Leaving Biak on 2 June, the warship screened logistics convoys along the New Guinea coast for about a month before arriving off Noemfoor Island, located just west of Biak, to support the capture of that island. At the end of July, she participated in the last amphibious operation in New Guinea when troops went ashore at Cape Sansapor on the Vogelkop.

She returned to Aitape early in August and then moved from there down the coast to Finschhafen whence she departed on 23 August, bound for the Solomon Islands. Welles arrived at Florida Island on 6 August and became a unit of the U.S. 3rd Fleet. She immediately plunged into preparations for the impending Palau attack. For the assault on Peleliu and Angaur, the destroyer initially screened the carriers providing air support. After the mid-September landings on the two islands, she was detached from the carriers and moved into the transport area to provide antisubmarine defense and to guard against any attempts to reinforce the two islands. At the conclusion of her participation in the Palau operation, she joined TG 77.2 and began preparations for the invasion of the Philippines at Leyte.

=== Western Pacific ===

She moved into Leyte Gulf on 18 October, two days before the actual landings, to cover preinvasion minesweeping and underwater demolition team operations. Her 5 in shells also contributed to the preinvasion bombardment of the objective. After the 20 October landings, the warship delivered call fire in support of the troops advancing ashore and defended the invasion fleet against the heavy enemy air attacks launched against it. In the latter role, she claimed one unassisted kill. When the Japanese launched their three-pronged surface attack to break up the Leyte assault, Welles joined the screen of Vice Admiral Jesse B. Oldendorf's line of old battleships which virtually annihilated the enemy force which attempted to push through the Surigao Strait south of Leyte on the night of 24/25 October. Soon thereafter, she concluded her part in the Philippine operation and retired to Ulithi Atoll where she joined the screen of the Fast Carrier Task Force.
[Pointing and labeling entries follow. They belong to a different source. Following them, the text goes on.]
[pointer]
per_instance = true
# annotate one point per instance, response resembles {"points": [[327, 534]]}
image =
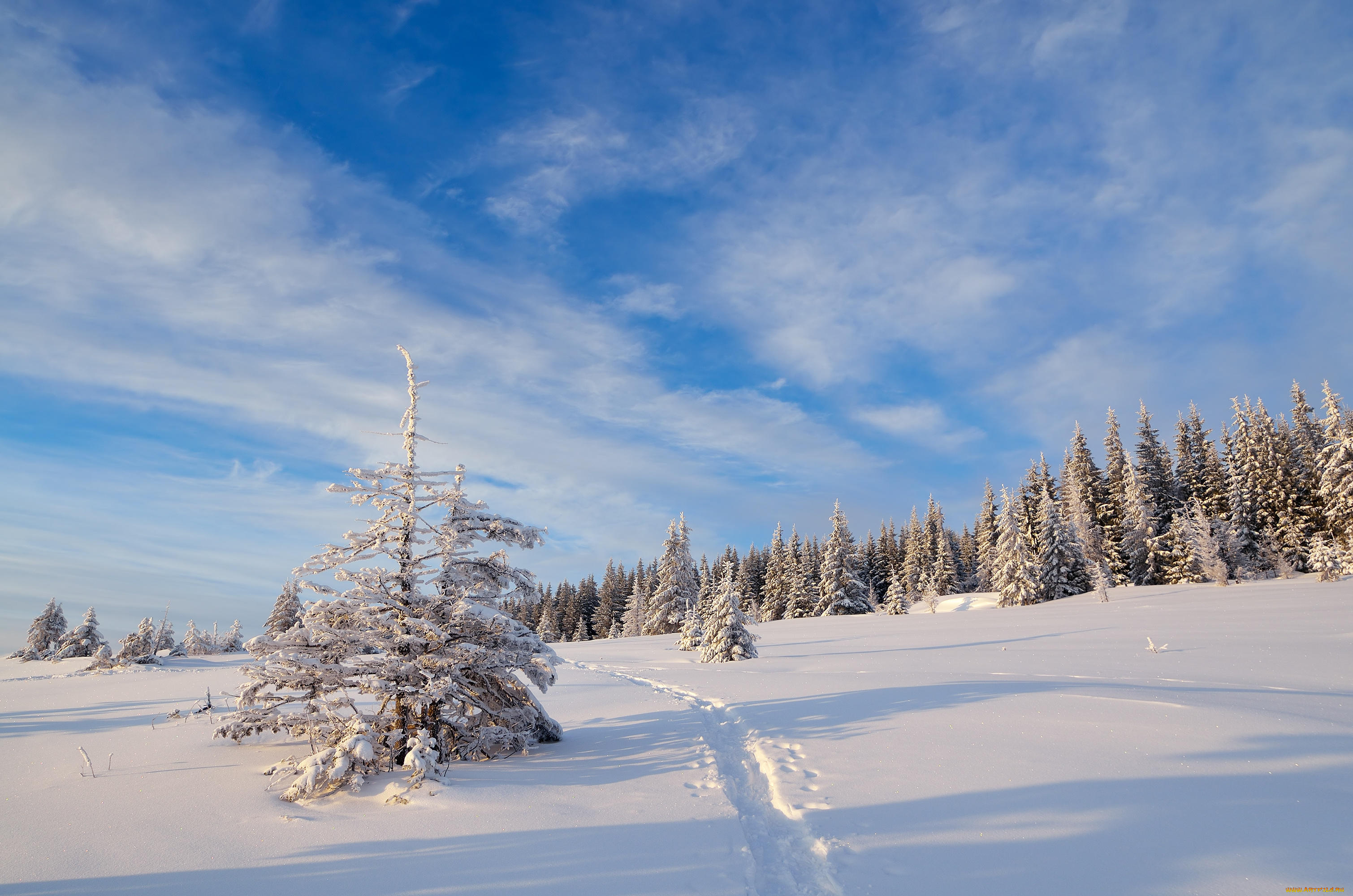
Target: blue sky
{"points": [[738, 260]]}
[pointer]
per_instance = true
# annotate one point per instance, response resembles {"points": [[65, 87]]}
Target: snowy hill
{"points": [[1023, 750]]}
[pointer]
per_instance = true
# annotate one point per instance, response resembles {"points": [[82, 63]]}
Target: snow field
{"points": [[1024, 750], [1044, 749], [605, 813]]}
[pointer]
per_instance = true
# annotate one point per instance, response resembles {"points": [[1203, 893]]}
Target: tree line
{"points": [[1268, 497]]}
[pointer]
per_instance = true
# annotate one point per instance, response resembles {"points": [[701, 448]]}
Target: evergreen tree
{"points": [[801, 601], [778, 581], [286, 611], [918, 564], [82, 641], [841, 592], [412, 643], [195, 642], [939, 550], [233, 641], [679, 588], [1154, 469], [1016, 576], [1337, 488], [164, 635], [45, 634], [896, 601], [1061, 564], [1111, 513], [752, 574], [140, 643], [968, 561], [1144, 549], [635, 611], [987, 534], [726, 631], [582, 633], [549, 626], [1325, 561]]}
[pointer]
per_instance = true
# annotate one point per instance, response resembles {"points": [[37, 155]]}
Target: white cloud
{"points": [[189, 260], [921, 423], [639, 297], [567, 157]]}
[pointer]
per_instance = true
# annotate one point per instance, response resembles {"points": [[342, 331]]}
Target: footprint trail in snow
{"points": [[770, 788]]}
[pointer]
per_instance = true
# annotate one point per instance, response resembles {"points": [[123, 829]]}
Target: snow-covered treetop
{"points": [[427, 527]]}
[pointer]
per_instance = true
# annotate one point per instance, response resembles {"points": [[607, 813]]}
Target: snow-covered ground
{"points": [[1034, 750]]}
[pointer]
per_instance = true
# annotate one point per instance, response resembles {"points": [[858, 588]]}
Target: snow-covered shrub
{"points": [[323, 773], [421, 757], [411, 635], [45, 634], [692, 631], [82, 641]]}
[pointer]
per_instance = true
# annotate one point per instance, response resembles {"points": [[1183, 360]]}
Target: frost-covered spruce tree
{"points": [[82, 641], [1325, 561], [679, 588], [233, 641], [801, 601], [726, 630], [140, 643], [987, 532], [1016, 574], [777, 582], [198, 642], [896, 603], [1203, 545], [45, 634], [1337, 487], [632, 625], [841, 592], [406, 645], [286, 611], [1061, 564]]}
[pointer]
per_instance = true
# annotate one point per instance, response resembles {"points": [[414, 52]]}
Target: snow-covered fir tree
{"points": [[45, 634], [679, 588], [726, 629], [841, 592], [896, 601], [1016, 574], [1325, 561], [1061, 564], [635, 611], [987, 534], [778, 580], [286, 610], [140, 643], [801, 601], [233, 641], [409, 645], [1111, 512], [82, 641], [1336, 489]]}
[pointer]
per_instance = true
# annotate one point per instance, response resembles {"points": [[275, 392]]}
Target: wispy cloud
{"points": [[921, 423]]}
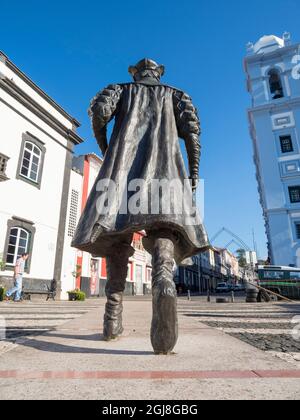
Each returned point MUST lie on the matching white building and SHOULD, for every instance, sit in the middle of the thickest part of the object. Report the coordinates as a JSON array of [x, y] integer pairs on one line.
[[36, 149], [273, 80], [82, 270]]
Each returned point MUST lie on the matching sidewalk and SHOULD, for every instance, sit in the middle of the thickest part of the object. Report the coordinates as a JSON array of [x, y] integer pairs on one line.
[[73, 362]]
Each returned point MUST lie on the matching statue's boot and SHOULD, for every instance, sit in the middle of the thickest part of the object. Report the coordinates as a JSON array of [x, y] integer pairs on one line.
[[117, 268], [164, 328]]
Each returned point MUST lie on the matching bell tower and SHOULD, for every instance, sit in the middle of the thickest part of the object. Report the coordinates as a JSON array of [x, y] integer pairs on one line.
[[272, 66]]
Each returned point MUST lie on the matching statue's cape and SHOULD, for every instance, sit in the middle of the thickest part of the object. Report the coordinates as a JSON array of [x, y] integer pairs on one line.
[[144, 145]]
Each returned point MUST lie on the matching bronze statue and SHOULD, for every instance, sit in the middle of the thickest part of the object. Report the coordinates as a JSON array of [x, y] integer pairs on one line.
[[149, 119]]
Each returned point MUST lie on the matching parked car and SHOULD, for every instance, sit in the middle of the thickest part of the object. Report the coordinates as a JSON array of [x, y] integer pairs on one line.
[[223, 288]]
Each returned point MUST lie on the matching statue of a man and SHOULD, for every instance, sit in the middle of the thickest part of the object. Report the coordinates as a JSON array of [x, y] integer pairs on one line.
[[150, 117]]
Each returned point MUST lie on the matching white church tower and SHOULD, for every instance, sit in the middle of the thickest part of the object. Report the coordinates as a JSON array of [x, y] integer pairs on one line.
[[272, 66]]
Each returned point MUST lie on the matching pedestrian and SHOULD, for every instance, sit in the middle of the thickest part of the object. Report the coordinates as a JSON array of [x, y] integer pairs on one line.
[[18, 277]]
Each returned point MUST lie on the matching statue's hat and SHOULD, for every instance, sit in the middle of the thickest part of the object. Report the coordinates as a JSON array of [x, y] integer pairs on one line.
[[146, 64]]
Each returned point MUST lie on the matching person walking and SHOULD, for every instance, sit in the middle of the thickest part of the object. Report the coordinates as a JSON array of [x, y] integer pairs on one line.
[[18, 276]]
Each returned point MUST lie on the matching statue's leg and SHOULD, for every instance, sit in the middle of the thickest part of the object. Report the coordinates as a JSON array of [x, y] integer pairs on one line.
[[164, 328], [117, 268]]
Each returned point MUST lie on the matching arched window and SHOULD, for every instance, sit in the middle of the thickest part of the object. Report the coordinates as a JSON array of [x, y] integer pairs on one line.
[[31, 161], [18, 244], [275, 83]]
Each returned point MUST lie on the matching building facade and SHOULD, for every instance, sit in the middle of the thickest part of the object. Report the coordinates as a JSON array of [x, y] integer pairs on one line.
[[273, 81], [36, 150], [215, 265]]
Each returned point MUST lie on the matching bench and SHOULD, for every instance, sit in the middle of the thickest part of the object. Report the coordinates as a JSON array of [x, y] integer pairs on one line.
[[44, 289]]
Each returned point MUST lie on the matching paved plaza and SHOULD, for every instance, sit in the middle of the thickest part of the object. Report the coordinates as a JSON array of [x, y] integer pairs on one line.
[[55, 350]]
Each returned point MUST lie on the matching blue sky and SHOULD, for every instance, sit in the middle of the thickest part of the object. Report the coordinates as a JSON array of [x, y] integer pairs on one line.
[[72, 49]]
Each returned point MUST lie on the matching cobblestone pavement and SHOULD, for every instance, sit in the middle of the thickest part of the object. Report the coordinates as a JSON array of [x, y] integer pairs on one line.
[[20, 321], [269, 327]]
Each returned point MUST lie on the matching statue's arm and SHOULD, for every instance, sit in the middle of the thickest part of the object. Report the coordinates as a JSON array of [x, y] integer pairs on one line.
[[188, 126], [102, 110]]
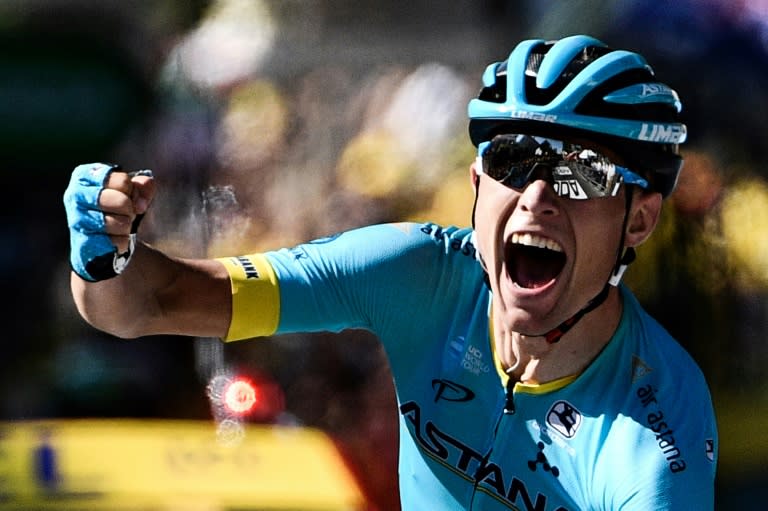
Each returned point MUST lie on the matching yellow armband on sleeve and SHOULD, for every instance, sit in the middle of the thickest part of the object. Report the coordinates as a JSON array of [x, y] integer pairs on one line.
[[255, 297]]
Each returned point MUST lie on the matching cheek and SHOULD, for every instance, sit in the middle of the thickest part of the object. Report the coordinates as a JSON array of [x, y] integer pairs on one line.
[[598, 235]]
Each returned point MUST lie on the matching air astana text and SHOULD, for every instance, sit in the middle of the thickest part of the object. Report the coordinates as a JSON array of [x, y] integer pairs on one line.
[[463, 459]]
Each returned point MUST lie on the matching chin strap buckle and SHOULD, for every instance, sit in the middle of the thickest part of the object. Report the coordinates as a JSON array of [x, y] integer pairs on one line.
[[624, 262]]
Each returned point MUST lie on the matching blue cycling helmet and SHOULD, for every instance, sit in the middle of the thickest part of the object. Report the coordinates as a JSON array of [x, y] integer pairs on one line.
[[579, 87]]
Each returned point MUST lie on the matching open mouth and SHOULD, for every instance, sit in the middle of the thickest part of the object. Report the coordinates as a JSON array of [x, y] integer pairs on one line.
[[533, 261]]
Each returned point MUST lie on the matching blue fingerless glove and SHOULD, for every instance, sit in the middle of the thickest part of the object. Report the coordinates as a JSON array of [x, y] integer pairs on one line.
[[92, 254]]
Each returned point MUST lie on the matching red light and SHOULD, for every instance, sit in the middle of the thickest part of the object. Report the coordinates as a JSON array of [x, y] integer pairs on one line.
[[240, 396]]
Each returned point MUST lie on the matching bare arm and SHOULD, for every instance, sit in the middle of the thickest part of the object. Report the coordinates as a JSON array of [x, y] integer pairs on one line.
[[155, 293]]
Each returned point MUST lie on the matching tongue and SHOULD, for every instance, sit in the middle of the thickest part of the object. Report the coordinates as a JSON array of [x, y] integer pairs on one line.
[[535, 267]]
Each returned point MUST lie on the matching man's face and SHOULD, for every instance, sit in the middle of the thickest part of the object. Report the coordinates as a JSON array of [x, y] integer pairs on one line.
[[546, 256]]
For the remainder of her participation in the war Welles cruised with either the fast carriers or with their logistics unit as the flattops launched air strikes on Japan's inner defenses and supported from a distance the invasions at Luzon, Iwo Jima, and Okinawa.

In June 1945, she retired to Leyte for rest and upkeep. On the 21st of that month, she received orders to return to the United States for a major overhaul. Steaming via Eniwetok and Oahu, the destroyer arrived in Bremerton, Washington on 16 July. She remained there through the end of hostilities in August and until late September.

On 29 September, she got underway for the east coast. After a stop at San Pedro Harbor, she transited the Panama Canal on 14 October and headed for New York where she arrived on 20 October. In November, the ship moved south to Charleston, South Carolina, where she was placed out of commission on 4 February 1946. Welles was berthed with the Charleston Group, Atlantic Reserve Fleet, until 10 February 1968 at which time her name was struck from the Navy list. On 18 July 1969, she was sold to the Union Minerals and Alloy Co. for scrapping.

Welles earned eight battle stars during World War II.